Lawyers warn lead-paint case could increase liability for manufacturers

Legislature feared State Supreme Court decision would open door to unfettered lawsuits

By Erika Strebel
The Daily Record Newswire
MILWAUKEE, WI — A lawyer in a prominent lead-paint case is warning that a ruling against his client could have unwelcome side effects for manufacturers of a large variety of building products.

Tony Dias, who is representing the paint maker Sherwin-Williams in a lead-paint case stretching back a decade, warned that the litigation’s outcome is likely to be of consequence for more than just one industry. Dias said a finding against his client and other defendants could give free rein to lawsuits against manufacturers of “all kinds of products, tools, building materials, product components, and raw materials plaintiffs might try to claim are fungible, including chemicals, solvents, nuts, and bolts.”

Specifically, Dias and other defense attorneys are worried about lawsuits that were filed before 2011, when the Wisconsin Legislature passed a law setting strict limits on whom a plaintiff can successfully sue for harm caused by a particular product.

Lead paint has been at the center of much wrangling over liability ever since the Wisconsin Supreme Court handed down its landmark ruling in the case of Thomas v. Mallet. That decision, reached in 2005, meant that plaintiffs no longer had to prove a particular manufacturer made the paint suspected of causing harm.

Suddenly, it became enough to show that a given manufacturer had a share of the market at the time of the sale of lead paint that is now suspected of causing harm. As business representatives feared, a wave of lawsuits followed the Thomas ruling.

Among those to take legal action was Yasmine Clark, a Milwaukee resident who alleges that her health was seriously harmed by her exposure to lead paint at homes she lived in when she was 2 and 5 years old. Clark’s ability to press her claims came into question in 2011, when state legislators responded to fears that the Thomas case had opened the door to unfettered lawsuits by passing a law meant to undo the decision.

It was later determined, though, that the law would apply only to newly filed cases. Excluded were those, like Clark’s, that were already moving through the justice system.

Not happy with that interpretation, state legislators responded once again, in 2013, with a new law. This time, they were explicit that their undoing of the Thomas decision was meant to apply both prospectively and retroactively.

The courts, though, have been of a different mind. In 2014, Milwaukee Judge David Hansher decided to let Clark and her attorney, Peter Earle, proceed with her lawsuit after finding that the 2013 law was unconstitutional because it retroactively took away Clark's right to bring a claim.

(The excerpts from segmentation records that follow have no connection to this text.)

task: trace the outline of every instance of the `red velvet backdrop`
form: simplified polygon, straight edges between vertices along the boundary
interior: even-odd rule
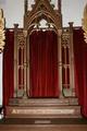
[[[3,105],[14,93],[14,32],[5,31],[5,47],[3,52]]]
[[[82,27],[74,29],[75,88],[82,112],[87,117],[87,44],[83,33]]]
[[[58,36],[52,31],[39,31],[29,40],[30,96],[58,97]]]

The paint manufacturers quickly turned to the state Court of Appeals, which asked the state Supreme Court to weigh in and settle the matter once and for all. Yet, rather than shut the book on the matter, the state’s high court questioned lawmakers’ ability to retroactively invalidate a lawsuit that was already proceeding.

Rather than reach a decision themselves, the justice chose, in April, to send the case back to the Court of Appeals. The defendants have now filed motions calling for additional briefing and oral arguments.

There’s no way to predict how the District 1 Court of Appeals will decide the case because the three-judge panel that will oversee the proceedings has yet to be chosen, said Peter Carstensen, law professor at the University of Wisconsin. On the surface, the outcome of Clark’s case appears likely to be of consequence in lawsuits that, like hers, were filed after the Thomas decision but before lawmakers’ attempt to six years later to unravel that ruling.

Lawyers have estimated about 170 cases fall into that category. Of those, only about six stand to have their outcomes changed.

The defendant paint manufacturers are also arguing that a finding of unconstitutionality at the appellate court level would let plaintiffs sue any company over product liability as long as their date of exposure was before legislators passed the 2011 law undoing Thomas.

No matter the outcome, lead-paint cases have been enough of a source of concern in recent years that the eventual denouement of the Clark case is virtually certain to be interpreted as significant in the courts’ interpretation of liability laws. Businesses responded to the original Thomas ruling with enough furor that they helped unseat the Supreme Court Justice, Louis Butler Jr., who wrote the decision.

Some see the case as a test of whether there is any place for the risk-contribution theory in Wisconsin’s court system.

Carstensen said that, although he often finds himself siding with plaintiffs, he’s not enthusiastic about holding paint manufacturers liable today for products that were sold decades ago. Rather than those who are actually culpable, the cost of righting the wrong is likely to fall on anyone shopping for paint.

“To me it’s not a very sensible solution and it’s economically and incredibly inefficient,” Carstensen said. “All those lawyer fees have got nothing to do with solving the lead paint problem.”